Philippe promete controlar el gasto y bajar impuestos

El «premier» galo obtiene una amplia confianza en la Asamblea, con sólo 67 votos en contra.

Édouard Philippe, en la Asamblea
Édouard Philippe, en la Asamblea

El «premier» galo obtiene una amplia confianza en la Asamblea, con sólo 67 votos en contra.

Tras el discurso de Emmanuel Macron en Versalles, con la presentación de las grandes líneas de las reformas que quiere aplicar durante su quinquenio, ayer correspondió al primer ministro, Édouard Philippe, pasar a lo concreto, en algunos casos hasta el detalle, como el anuncio del paquete de cigarrillos a 10 euros o la obligación de aplicar once vacunas a los niños. A cada frase, la mayoría de la Asamblea, constituida por diputados de la República en Marcha, aplaudía. El jefe del Ejecutivo evocó en su discurso el nuevo rostro del Parlamento, y se refirió a algunos de sus diputados: «Una joven cuyos padres, un chófer y una cuidadora, no esperaban que su hija accediera a una gran escuela parisina y fuera abogada», «un agricultor de la Creuse, como su padre y su abuelo», «una oficial que ha participado en dos operaciones en el exterior dirigiendo una compañía franco-alemana», o «uno de los benjamines, nacido en Ruanda, y que puede estar hoy orgulloso de representar a la nación».

Philippe inició el anuncio de las prioridades del Gobierno por una «ley quinquenal de programación de los medios de la justicia», cuya prioridad será «luchar contra el terrorismo, el fraude organizado y la violencia, especialmente contra los más débiles». Mantienen la promesa de construir 15.000 plazas suplementarias de prisión porque «nuestra dignidad está en juego» y «la prisión no puede convertirse en un incubador de las faltas de civismo de mañana», afirmó Philippe.

En Sanidad, además de las vacunas obligatorias y del aumento del precio del tabaco (que supone para el Estado unos ingresos de 14.000 millones de euros al año), anunció «un plan contra los desiertos médicos» con la aplicación de la telemedicina. También marcó como prioridad la inclusión de las personas discapacitadas, porque «seremos juzgados por cómo nos comportamos con los más débiles».

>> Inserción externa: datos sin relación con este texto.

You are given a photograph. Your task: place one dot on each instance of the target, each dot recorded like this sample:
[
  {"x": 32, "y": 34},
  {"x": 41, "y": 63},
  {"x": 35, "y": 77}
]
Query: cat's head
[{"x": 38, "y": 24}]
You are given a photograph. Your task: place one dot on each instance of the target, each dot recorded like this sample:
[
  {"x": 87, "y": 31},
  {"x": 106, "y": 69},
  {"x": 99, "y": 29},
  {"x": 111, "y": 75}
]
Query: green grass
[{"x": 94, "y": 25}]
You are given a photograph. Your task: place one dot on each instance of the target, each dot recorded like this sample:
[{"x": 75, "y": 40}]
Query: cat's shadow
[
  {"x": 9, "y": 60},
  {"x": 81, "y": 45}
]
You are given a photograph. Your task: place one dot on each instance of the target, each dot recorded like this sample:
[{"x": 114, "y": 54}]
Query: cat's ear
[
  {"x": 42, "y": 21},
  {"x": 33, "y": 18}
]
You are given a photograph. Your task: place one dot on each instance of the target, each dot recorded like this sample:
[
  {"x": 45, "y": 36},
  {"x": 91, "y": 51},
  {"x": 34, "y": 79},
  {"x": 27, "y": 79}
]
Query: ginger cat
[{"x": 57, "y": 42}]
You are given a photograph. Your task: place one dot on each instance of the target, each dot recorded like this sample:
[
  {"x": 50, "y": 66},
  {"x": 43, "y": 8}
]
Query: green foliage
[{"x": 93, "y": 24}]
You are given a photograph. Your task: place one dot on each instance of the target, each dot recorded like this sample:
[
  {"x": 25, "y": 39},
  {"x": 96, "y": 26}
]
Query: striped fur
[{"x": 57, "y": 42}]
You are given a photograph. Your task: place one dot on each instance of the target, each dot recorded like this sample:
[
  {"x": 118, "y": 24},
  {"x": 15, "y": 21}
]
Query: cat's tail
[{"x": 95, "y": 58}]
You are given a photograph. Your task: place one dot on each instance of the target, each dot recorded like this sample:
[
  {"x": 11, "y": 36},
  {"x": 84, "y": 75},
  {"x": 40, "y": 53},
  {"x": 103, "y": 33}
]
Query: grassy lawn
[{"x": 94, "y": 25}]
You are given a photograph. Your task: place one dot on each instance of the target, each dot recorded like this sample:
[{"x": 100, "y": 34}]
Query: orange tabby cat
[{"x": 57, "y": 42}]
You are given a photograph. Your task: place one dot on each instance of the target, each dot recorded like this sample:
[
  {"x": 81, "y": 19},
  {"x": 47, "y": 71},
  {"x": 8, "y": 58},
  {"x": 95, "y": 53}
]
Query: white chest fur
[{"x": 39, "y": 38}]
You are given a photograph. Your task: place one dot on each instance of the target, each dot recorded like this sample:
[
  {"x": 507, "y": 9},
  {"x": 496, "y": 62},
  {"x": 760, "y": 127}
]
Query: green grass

El Gobierno de Edouard Philippe tiene como objetivo reducir por debajo del 3% del PIB el déficit a pesar de que el anterior ha dejado un agujero en las cuentas públicas de 8.000 millones de euros, según precisó la semana pasada el Tribunal de Cuentas. Deberán encontrar 4.000 millones para poder honorar su compromiso. «La situación financiera y presupuestaria es mala, es mala», repitió Philippe. En materia fiscal, algunas de las promesas de Macron van a tener que esperar, como la reforma del Impuesto sobre la Fortuna (ISF), que debía aplicarse sólo sobre el patrimonio inmobiliario a partir de 2018, pero que será retrasado hasta 2019. Y prima la imprecisión en cuestión de calendario sobre la reducción del impuesto sobre las sociedades de 33 a 25%, que será aplicada antes de que termine el quinquenio, igual que la convergencia de impuestos sobre la gasolina y el diésel. La supresión del impuesto sobre la vivienda se aplicará, pero sin un calendario preciso.

Tras la intervención del primer ministro, el primero en tomar la palabra fue su antiguo compañero de filas, Christian Jacob, que le «felicitó» en los días que era su presidente de grupo. «Espero que cuando se mire en el espejo piense en sus antiguos colegas», reprochó Jacob achacando al nombramiento de Philippe el que muchos hayan perdido su escaño.

El izquierdista Jean-Luc Mélenchon, de Francia Insumisa, denunció un «golpe de Estado social», mientras que la ultraderechista Marine Le Pen definió la alocución del primer ministro como «un vasto discurso de sumisión a la hoja de ruta impuesta por Bruselas». La Asamblea otorgó una amplia confianza a Philippe por 370 votos a favor, 67 en contra y 129 abstenciones.